Burak sırıtmaya başladı.
"Bu kadar önemli olan bu muydu?"
"Ama çocuklar işte."
"Tamam tamam."
"Gidiyor muyuz?"
"Tamam,gidiyoruz."
Uzun süre havadan sudan konuştuktan sonra kafeden ayrıldık.
Burak beni eve bıraktıktan sonra onun gitmesini bekledim ve Bora'yı aradım.
"Bora neredesin?"
"Aynı kafedeyim."
"Geliyorum."
"Bekliyorum."
Telefonu kapattım ve kafeye doğru yürümeye başladım.Bora ben gelince gülümsemeye başladı ve kafasındaki rol icabı şapkasını kaldırdı.Masaya hızlı adımlarla yürüdüm ve şapkasını çıkarıp masaya sertçe koydum.Sandalyemi çekmek süratiyle harakete geçince "Bana bak senin romantiklik anlayışına ekmek banarım."
"Tamam ben sadece seni seviyorum."
"Ben de sana bayılıyorum."dedim gözlerimi devirerek."

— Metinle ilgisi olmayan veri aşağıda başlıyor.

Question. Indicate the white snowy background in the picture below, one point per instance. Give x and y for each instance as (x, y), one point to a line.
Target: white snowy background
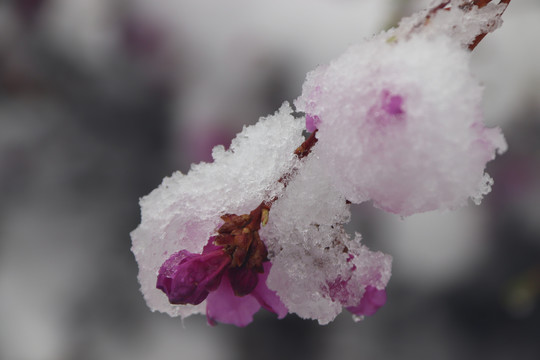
(100, 99)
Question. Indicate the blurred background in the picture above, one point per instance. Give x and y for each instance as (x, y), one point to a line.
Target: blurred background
(100, 99)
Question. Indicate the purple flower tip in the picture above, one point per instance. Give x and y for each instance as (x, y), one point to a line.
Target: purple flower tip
(372, 300)
(187, 278)
(243, 280)
(312, 122)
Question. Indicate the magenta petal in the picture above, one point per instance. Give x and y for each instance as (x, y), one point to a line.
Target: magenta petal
(187, 278)
(243, 280)
(372, 300)
(266, 297)
(312, 122)
(223, 306)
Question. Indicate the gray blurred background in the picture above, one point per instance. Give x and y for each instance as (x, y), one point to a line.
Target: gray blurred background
(100, 99)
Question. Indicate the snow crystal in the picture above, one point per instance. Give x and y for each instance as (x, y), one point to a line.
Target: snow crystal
(459, 19)
(185, 210)
(316, 267)
(401, 124)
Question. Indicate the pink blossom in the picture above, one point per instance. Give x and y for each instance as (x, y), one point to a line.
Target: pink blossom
(372, 300)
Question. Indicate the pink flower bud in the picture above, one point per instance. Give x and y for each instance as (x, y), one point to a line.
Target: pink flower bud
(372, 300)
(186, 278)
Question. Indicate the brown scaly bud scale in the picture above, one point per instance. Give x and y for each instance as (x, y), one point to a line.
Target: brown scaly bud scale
(239, 236)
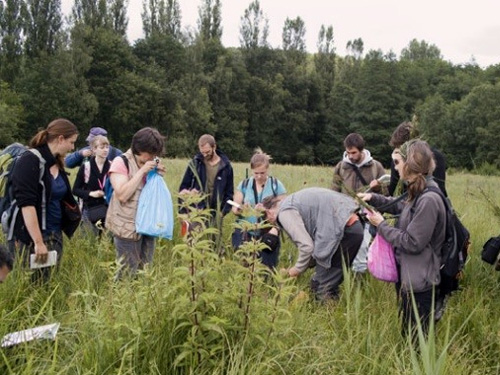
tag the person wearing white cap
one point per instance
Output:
(76, 158)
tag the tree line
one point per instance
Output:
(295, 105)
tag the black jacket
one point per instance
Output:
(82, 189)
(223, 185)
(28, 192)
(439, 173)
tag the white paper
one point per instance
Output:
(233, 203)
(51, 260)
(47, 332)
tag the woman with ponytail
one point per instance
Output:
(251, 192)
(42, 192)
(418, 236)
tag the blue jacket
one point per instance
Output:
(75, 159)
(223, 184)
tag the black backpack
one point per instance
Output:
(8, 206)
(455, 247)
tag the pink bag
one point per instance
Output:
(381, 261)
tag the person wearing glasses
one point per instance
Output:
(417, 237)
(127, 174)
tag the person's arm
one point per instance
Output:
(79, 184)
(416, 236)
(31, 222)
(337, 179)
(124, 188)
(228, 191)
(76, 158)
(394, 179)
(292, 223)
(238, 198)
(439, 173)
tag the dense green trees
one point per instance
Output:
(296, 105)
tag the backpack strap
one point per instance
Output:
(86, 171)
(15, 207)
(244, 186)
(125, 160)
(358, 173)
(274, 185)
(40, 180)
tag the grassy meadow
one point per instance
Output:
(192, 312)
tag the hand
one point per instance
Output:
(161, 168)
(259, 206)
(188, 191)
(236, 210)
(86, 153)
(148, 166)
(293, 272)
(96, 194)
(366, 197)
(274, 231)
(41, 253)
(375, 218)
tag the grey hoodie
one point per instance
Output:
(323, 213)
(417, 238)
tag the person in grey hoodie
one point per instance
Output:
(418, 236)
(325, 227)
(355, 173)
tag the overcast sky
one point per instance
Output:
(462, 30)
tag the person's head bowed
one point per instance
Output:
(415, 163)
(60, 135)
(148, 141)
(271, 205)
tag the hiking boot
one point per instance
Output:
(439, 307)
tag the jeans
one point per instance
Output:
(326, 281)
(133, 255)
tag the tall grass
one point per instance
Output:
(240, 321)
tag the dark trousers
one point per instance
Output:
(409, 319)
(53, 241)
(326, 281)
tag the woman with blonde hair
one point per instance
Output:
(43, 194)
(251, 192)
(419, 234)
(90, 181)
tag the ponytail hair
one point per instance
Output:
(259, 158)
(53, 131)
(419, 165)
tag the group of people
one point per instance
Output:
(324, 224)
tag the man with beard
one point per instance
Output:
(356, 172)
(210, 173)
(357, 169)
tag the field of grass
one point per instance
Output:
(192, 312)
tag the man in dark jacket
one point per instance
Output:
(210, 172)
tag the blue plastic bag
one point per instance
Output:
(155, 212)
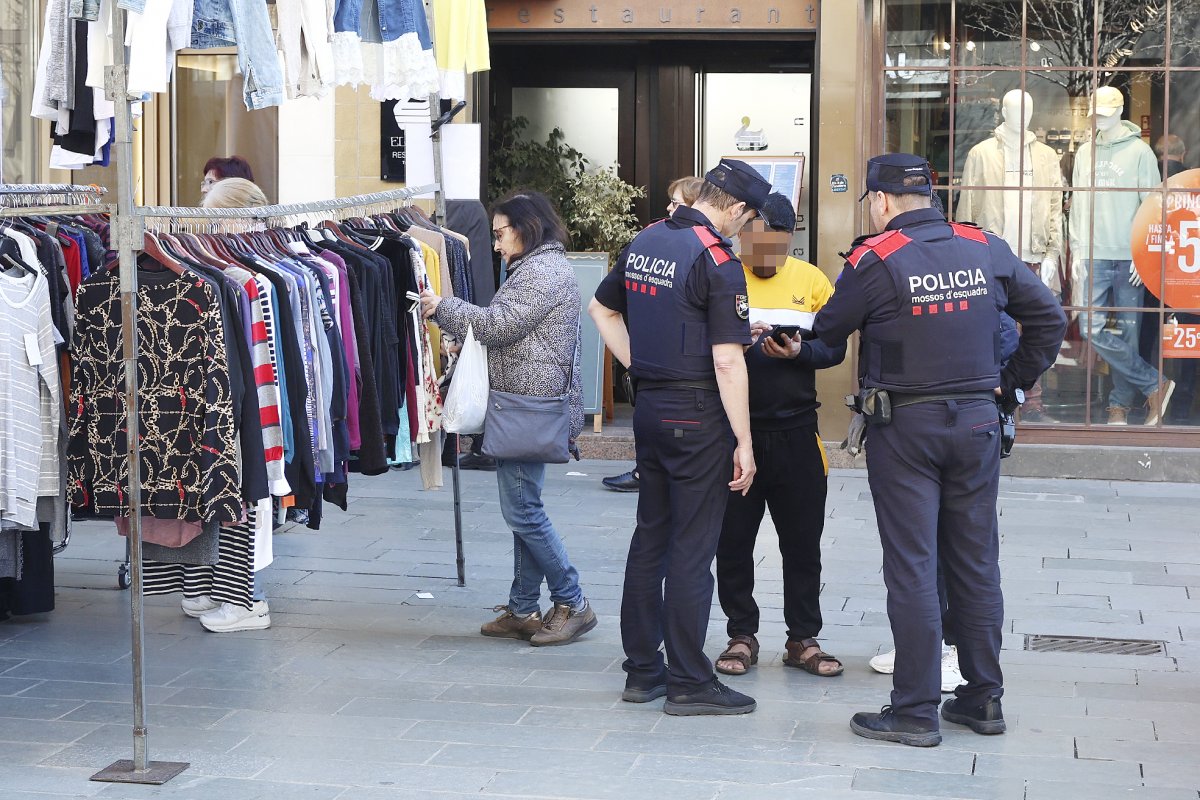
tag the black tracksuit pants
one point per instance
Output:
(791, 481)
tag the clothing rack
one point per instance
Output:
(30, 196)
(129, 232)
(78, 194)
(286, 210)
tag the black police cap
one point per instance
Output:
(898, 173)
(739, 180)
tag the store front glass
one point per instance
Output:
(211, 120)
(18, 130)
(1000, 96)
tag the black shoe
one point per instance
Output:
(713, 698)
(624, 482)
(888, 726)
(643, 692)
(474, 461)
(987, 719)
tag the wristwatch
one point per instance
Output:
(1011, 398)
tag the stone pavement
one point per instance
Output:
(366, 689)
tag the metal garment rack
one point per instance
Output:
(129, 230)
(29, 199)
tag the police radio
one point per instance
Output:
(1007, 403)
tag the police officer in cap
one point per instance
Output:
(928, 295)
(684, 295)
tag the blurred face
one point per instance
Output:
(210, 178)
(763, 250)
(508, 241)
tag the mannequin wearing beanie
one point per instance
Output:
(1102, 256)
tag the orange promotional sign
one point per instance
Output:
(1181, 341)
(1168, 257)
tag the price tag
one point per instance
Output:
(33, 352)
(1181, 341)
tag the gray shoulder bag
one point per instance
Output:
(523, 427)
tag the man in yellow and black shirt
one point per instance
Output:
(792, 467)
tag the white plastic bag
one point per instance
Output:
(467, 398)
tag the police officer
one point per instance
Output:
(684, 295)
(927, 295)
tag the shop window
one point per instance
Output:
(18, 131)
(211, 120)
(955, 71)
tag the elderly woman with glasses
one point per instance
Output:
(531, 330)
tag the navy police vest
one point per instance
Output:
(946, 337)
(667, 330)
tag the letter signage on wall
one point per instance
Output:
(652, 14)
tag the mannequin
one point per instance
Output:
(1031, 222)
(1099, 242)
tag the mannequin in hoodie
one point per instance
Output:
(1101, 250)
(1031, 222)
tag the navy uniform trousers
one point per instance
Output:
(935, 475)
(685, 462)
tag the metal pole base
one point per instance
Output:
(156, 773)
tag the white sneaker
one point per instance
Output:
(885, 662)
(197, 607)
(951, 674)
(234, 618)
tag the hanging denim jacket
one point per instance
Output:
(385, 20)
(245, 23)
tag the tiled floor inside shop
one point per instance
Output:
(373, 684)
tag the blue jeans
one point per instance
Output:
(382, 20)
(1131, 372)
(245, 23)
(538, 552)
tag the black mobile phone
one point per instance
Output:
(780, 331)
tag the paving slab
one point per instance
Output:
(364, 691)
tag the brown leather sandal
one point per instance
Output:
(747, 661)
(813, 663)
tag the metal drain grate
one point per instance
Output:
(1091, 644)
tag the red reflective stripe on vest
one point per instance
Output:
(970, 232)
(887, 244)
(705, 235)
(857, 256)
(712, 244)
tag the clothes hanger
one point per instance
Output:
(153, 248)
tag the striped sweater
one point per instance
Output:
(265, 382)
(30, 400)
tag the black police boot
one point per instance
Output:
(987, 719)
(712, 698)
(623, 482)
(645, 690)
(888, 726)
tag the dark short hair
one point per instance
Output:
(228, 167)
(778, 212)
(689, 187)
(534, 218)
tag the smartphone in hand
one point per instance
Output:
(780, 331)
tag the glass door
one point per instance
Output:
(763, 119)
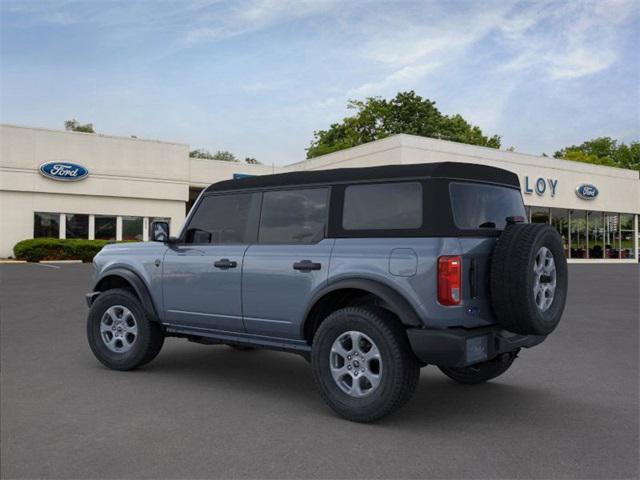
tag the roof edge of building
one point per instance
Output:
(117, 137)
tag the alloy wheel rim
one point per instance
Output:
(118, 329)
(545, 279)
(356, 364)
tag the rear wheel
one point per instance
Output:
(363, 364)
(120, 334)
(481, 372)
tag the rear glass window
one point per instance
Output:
(383, 206)
(477, 206)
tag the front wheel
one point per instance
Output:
(119, 333)
(363, 364)
(481, 372)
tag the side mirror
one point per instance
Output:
(159, 232)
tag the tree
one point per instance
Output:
(75, 126)
(377, 118)
(225, 156)
(604, 151)
(219, 155)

"Ne oldu özlendim herhalde."
"Ne özlenmesi ya Burak'la buluşuyorum ve gizlice dinleniyorum.Bir sal artık ya."
"Denk gelmiş."
"Bora elinde gazete kafanda şapka gözünde gözlükle beni gözetliyorsun ve benim buna inanmamı mı bekliyorsun?"
"Tamam sadece sizi o kafeye girerken gördüm ve..."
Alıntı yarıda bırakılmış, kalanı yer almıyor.